В тот день Кати разрушила то, что еще оставалось от моего брака.

Пауль отдалился от меня, от тебя, от Кати. Ты тоже больше не показывался и до сих пор не можешь простить меня за то, что я скрывала эту унизительную правду.

Зачем нужно было рожать этого ребенка?

Она принесла всем нам только боль.

Я не могу понять, почему ты любишь ее, несмотря ни на что. Этот несчастный ребенок не заслуживает земного счастья.

Я хочу попросить тебя о последнем одолжении, Мартин: уезжай. Как и Кати, ты постоянно напоминаешь мне о самой большой ошибке в моей жизни.

Твоя невестка Хельга

Кати опустилась на холодный кафельный пол кухни и свернулась там калачиком, как ежик.

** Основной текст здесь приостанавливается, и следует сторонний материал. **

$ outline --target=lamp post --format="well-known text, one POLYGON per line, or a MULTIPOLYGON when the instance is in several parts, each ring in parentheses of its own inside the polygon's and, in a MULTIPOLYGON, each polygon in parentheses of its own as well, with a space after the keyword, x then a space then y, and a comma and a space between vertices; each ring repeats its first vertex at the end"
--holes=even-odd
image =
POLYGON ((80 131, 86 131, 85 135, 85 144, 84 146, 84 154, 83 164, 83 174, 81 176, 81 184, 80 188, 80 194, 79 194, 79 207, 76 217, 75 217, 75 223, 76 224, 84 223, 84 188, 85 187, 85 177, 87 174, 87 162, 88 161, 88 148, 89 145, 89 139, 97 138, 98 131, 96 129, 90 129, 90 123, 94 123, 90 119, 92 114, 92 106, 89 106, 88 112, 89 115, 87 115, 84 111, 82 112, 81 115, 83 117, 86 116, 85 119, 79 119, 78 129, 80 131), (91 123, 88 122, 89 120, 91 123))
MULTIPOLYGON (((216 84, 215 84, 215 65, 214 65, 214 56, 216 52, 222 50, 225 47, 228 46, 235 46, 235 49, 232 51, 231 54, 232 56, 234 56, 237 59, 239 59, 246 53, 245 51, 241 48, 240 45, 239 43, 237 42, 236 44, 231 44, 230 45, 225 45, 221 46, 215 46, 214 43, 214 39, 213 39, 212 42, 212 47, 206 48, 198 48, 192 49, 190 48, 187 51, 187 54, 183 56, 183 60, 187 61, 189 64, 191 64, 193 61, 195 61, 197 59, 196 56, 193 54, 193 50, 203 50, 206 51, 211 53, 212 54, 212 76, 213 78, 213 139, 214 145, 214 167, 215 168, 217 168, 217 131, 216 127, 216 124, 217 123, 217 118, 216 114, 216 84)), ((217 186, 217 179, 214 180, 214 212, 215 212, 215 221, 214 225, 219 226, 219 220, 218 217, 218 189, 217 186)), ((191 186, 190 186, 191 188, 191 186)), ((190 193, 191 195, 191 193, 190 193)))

Она закрыла глаза и заткнула уши, хотя вокруг и так царила полная тишина. Осеннее солнце светило в окно кухни и окутывало ее теплыми лучами. Однако ее тело онемело и вдруг показалось Кати чужим. Сильнее всего ей хотелось вылезти из него, как из слишком тесного платья.

Она слышала какие-то слова, будто мать говорила с ней, слышала отрывочные фразы из письма, такого же разорванного, как и она сама. Обхватив колени, Кати крепко прижимала их к себе, пока ей не стало нечем дышать. Она не могла пошевелиться, хотела, чтобы Земля перестала вращаться, чтобы весь земной шар застыл на месте, пока она не будет готова снова начать жить. Когда бы это ни произошло.

– Готово! – объявил Лукас, входя на кухню. – Остался один пепел. Вы упали? – Когда ответа не последовало, мальчик наклонился к ней. – Фрау Вальдштайн? С вами все в порядке? – Он потряс ее за плечо. – Вызвать скорую?

– Нет, – выдавила Кати. – Я в порядке.

Ее голос словно доносился издалека.

– Помочь вам подняться?

Кати покачала головой.

– Тогда что мне сделать?

Ей пришлось сосредоточиться и подумать еще раз, потому что без ответа Лукас так и будет стоять.

– Сложи все, что есть в ванной, в синие мешки. Все это можно выбросить.

– Будет сделано. Сжечь что-нибудь из этих вещей?

Все, подумала Кати. Но вслух произнесла:

– Нет.

Когда Лукас ушел, а она снова осталась одна на полу кухни, Кати почувствовала, что в кармане ее брюк лежит еще одно письмо. Его уголок впивался сквозь ткань в кожу.

Она вытащила его и посмотрела на конверт. «Кати» – значилось на нем. Не «Моей дочери».

В отличие от остальных, его мама не заклеила. Тем не менее Кати разорвала конверт, порезавшись указательным пальцем об острую бумагу.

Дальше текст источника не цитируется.